Horrifiée, je fais un bond en arrière mais il est trop tard. Einar se tient devant moi. Il me barre la route avec une facilité déconcertante. D'une main puissante, il capture mon poignet et le tord de toutes ses forces. Un cri de douleur m'échappe. Un cri de trop. Un cri qui le déchaîne. Il me fait un crochet du droit et m'envoie valser par terre.

Ma tête rencontre la tôle froissée d'un des véhicules brûlés alignés en file indienne. Un craquement retentit. Impossible pour moi de savoir s'il vient de moi ou non. Mieux vaut ne pas savoir.

L'adrénaline pulse dans mes veines. Je suis déterminée à ne pas me laisser faire cette fois-ci. Tandis qu'un mince filet de sang coule d'une lèvre fendue, je prends appui sur une main et me relève. Einar voit rouge. Il a immédiatement compris que j'ai changé depuis notre relation toxique.

— Ah... Le destin... susurre-t-il entre ses dents serrées.

Les pupilles animées d'une lueur féroce, il vient vers moi. Son visage est déformé par la haine.

— Tu m'as foutu en rogne, Thea. Tu croyais qu'ignorer mes messages étaient la solution ?

— Laisse-moi tranquille ! hurlé-je. Je n'ai pas peur de toi !

Je me mets en position, prête à me battre.

— Tu n'as qu'une chose à faire et j'arrête.

— Laquelle ?

— Reviens avec moi, ma petite fleur.

— Jamais de la vie !

Sans que j'ai le temps de réagir, il fond sur moi, hors de lui. Son poing vient s'abattre contre ma joue. Sans mal, il me déséquilibre ensuite et me balance sur le coffre d'une vieille Volvo. Je n'ai pas dit mon dernier mot cependant. Alors qu'il s'approche une nouvelle fois, je feins d'être sonnée.

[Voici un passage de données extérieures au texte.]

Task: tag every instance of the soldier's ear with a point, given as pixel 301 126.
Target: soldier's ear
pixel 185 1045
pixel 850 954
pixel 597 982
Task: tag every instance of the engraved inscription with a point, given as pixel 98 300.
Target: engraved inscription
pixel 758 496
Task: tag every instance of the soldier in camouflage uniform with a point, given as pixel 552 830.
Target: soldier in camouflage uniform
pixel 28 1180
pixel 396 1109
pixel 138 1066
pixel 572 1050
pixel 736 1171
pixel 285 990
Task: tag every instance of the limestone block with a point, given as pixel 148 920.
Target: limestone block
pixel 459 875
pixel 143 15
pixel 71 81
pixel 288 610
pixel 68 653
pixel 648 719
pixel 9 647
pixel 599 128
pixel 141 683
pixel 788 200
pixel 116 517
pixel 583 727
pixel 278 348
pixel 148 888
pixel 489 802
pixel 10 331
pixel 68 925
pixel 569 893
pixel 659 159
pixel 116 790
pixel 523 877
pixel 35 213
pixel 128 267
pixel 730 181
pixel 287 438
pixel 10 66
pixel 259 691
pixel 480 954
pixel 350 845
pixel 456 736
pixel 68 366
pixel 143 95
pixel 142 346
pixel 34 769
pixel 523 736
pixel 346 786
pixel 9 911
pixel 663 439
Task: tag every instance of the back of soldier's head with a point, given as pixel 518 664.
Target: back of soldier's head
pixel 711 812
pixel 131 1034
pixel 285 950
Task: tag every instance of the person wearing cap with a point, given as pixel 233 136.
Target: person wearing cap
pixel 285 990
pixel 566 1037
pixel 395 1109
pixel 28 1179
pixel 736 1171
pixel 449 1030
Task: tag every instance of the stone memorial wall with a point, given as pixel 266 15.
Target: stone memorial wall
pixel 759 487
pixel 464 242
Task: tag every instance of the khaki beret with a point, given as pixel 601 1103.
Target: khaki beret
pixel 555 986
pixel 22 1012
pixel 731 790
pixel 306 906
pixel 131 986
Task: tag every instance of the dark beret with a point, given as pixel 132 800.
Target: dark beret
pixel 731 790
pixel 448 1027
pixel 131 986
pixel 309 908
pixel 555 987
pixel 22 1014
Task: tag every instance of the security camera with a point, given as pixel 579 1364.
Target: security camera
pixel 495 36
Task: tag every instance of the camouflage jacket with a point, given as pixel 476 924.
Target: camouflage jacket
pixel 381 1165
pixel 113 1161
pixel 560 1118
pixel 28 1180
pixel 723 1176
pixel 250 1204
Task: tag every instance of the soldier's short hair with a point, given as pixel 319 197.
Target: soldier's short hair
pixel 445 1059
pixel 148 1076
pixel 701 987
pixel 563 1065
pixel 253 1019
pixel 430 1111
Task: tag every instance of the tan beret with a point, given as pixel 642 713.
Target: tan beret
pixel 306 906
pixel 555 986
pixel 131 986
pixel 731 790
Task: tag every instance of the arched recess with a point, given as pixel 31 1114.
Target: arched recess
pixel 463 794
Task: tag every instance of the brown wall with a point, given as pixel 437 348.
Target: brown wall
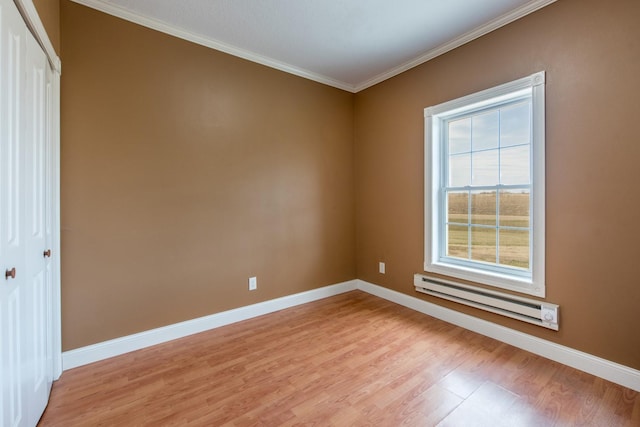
pixel 184 172
pixel 591 52
pixel 49 12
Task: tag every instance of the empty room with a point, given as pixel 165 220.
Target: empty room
pixel 330 213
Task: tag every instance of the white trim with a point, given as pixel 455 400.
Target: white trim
pixel 476 33
pixel 118 346
pixel 154 24
pixel 57 252
pixel 163 27
pixel 34 24
pixel 533 88
pixel 32 19
pixel 611 371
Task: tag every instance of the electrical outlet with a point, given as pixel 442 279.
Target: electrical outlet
pixel 549 313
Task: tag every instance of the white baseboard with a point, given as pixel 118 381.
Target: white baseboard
pixel 115 347
pixel 614 372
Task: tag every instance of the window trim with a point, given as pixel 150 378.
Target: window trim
pixel 434 116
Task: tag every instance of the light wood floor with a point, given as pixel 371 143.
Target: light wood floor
pixel 348 360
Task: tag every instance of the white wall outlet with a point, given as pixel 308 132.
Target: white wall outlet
pixel 549 313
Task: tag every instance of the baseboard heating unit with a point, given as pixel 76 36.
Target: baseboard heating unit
pixel 528 310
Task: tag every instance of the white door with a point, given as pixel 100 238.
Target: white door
pixel 25 285
pixel 12 263
pixel 37 360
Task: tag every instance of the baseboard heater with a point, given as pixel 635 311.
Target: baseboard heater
pixel 528 310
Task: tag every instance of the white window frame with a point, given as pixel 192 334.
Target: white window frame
pixel 531 282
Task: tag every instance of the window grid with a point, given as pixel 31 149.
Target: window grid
pixel 469 189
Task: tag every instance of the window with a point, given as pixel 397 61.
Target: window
pixel 484 186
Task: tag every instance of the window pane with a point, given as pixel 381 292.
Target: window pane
pixel 515 124
pixel 514 248
pixel 458 241
pixel 485 130
pixel 483 244
pixel 483 207
pixel 459 170
pixel 515 165
pixel 514 208
pixel 460 136
pixel 458 207
pixel 485 167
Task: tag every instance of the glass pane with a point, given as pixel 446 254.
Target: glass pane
pixel 458 241
pixel 515 124
pixel 485 130
pixel 514 208
pixel 460 136
pixel 514 248
pixel 459 170
pixel 458 207
pixel 485 168
pixel 515 165
pixel 483 244
pixel 483 207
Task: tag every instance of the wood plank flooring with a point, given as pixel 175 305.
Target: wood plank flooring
pixel 348 360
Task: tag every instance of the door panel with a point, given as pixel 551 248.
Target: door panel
pixel 12 51
pixel 36 296
pixel 26 357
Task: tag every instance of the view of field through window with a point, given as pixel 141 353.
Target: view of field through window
pixel 488 188
pixel 475 231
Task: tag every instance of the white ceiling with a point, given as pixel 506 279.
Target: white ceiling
pixel 349 44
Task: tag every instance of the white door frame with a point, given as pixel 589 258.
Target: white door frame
pixel 34 24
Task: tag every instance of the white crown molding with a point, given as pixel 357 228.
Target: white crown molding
pixel 34 23
pixel 115 347
pixel 611 371
pixel 163 27
pixel 478 32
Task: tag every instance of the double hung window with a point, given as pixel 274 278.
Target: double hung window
pixel 484 186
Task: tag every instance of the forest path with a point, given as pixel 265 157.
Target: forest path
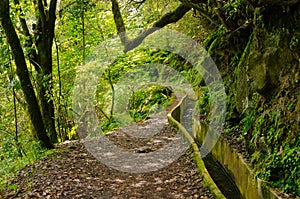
pixel 74 173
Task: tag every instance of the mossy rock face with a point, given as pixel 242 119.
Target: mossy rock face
pixel 267 59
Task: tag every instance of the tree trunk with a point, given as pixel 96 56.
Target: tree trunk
pixel 22 72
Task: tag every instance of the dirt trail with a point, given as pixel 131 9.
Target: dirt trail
pixel 75 173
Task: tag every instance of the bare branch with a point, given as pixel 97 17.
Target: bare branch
pixel 32 54
pixel 119 22
pixel 52 15
pixel 42 14
pixel 280 2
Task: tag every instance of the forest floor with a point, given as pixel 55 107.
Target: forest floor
pixel 74 172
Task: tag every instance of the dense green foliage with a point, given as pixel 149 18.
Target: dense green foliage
pixel 255 45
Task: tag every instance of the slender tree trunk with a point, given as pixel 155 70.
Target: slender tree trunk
pixel 22 72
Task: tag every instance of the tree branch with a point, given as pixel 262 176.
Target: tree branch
pixel 52 16
pixel 119 22
pixel 32 54
pixel 42 14
pixel 280 2
pixel 22 72
pixel 168 18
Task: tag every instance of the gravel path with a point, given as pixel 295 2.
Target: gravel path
pixel 75 173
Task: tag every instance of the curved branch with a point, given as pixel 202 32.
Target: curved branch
pixel 280 2
pixel 32 54
pixel 168 18
pixel 119 22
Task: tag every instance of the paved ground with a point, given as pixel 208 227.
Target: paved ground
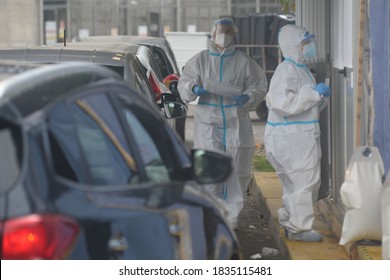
pixel 253 232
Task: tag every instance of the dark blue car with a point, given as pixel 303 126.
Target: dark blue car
pixel 89 170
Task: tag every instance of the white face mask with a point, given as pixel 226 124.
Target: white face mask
pixel 223 40
pixel 309 51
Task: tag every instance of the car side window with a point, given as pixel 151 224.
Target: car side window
pixel 163 62
pixel 88 144
pixel 156 149
pixel 142 83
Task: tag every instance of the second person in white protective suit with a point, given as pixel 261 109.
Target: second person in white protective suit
pixel 292 133
pixel 228 84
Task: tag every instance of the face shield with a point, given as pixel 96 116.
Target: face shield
pixel 309 47
pixel 223 32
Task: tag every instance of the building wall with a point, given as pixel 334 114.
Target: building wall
pixel 20 23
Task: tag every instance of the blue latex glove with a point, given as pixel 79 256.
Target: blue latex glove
pixel 241 100
pixel 322 89
pixel 200 91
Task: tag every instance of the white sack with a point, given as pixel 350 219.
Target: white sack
pixel 385 205
pixel 360 194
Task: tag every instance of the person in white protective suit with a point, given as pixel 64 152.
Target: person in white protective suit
pixel 228 84
pixel 292 133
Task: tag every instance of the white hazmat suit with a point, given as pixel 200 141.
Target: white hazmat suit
pixel 292 135
pixel 220 123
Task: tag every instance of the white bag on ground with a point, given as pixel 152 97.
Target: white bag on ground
pixel 385 204
pixel 360 194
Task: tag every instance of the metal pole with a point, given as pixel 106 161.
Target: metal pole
pixel 178 10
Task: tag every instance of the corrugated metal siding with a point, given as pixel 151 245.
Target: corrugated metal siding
pixel 312 14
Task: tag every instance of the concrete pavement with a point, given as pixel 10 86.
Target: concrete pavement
pixel 267 190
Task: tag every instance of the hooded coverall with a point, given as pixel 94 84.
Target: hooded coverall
pixel 220 124
pixel 292 133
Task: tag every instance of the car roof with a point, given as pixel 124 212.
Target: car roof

La réalité est toute autre.

Estimant qu'il est à une distance convenable, je lui assène un coup de genou dans les côtes. Furax, il s'apprête à lever encore la main sur moi. C'est sans compter sur ma réactivité. Je roule sur le côté et le laisse enfoncer ses doigts noueux dans la carcasse de la voiture.

Lorsque je retombe sur la chaussée, mes chevilles supportent encore mon poids. Une Saab s'arrête à notre hauteur tandis que je vacille. Nils lâche le volant et s'empresse de sortir.

L'air mauvais, il avance vers Einar. Søren, quant à lui, se précipite vers moi.

Il me soulève comme une princesse et m'installe sur la banquette arrière.

— Tu as bien fait de m'envoyer ta localisation. me dit-il.

— Hein ? Mais je n'ai pas utilisé mon portable.

— Alors c'était le destin. On devait intervenir pour te protéger de ton connard d'ex.

— Tu as raison. Merci beaucoup.

Je pivote en direction de Nils et remarque qu'il roue Einar de coups. Puis, c'est le noir complet.


* Fristad : Havre de paix en suédois.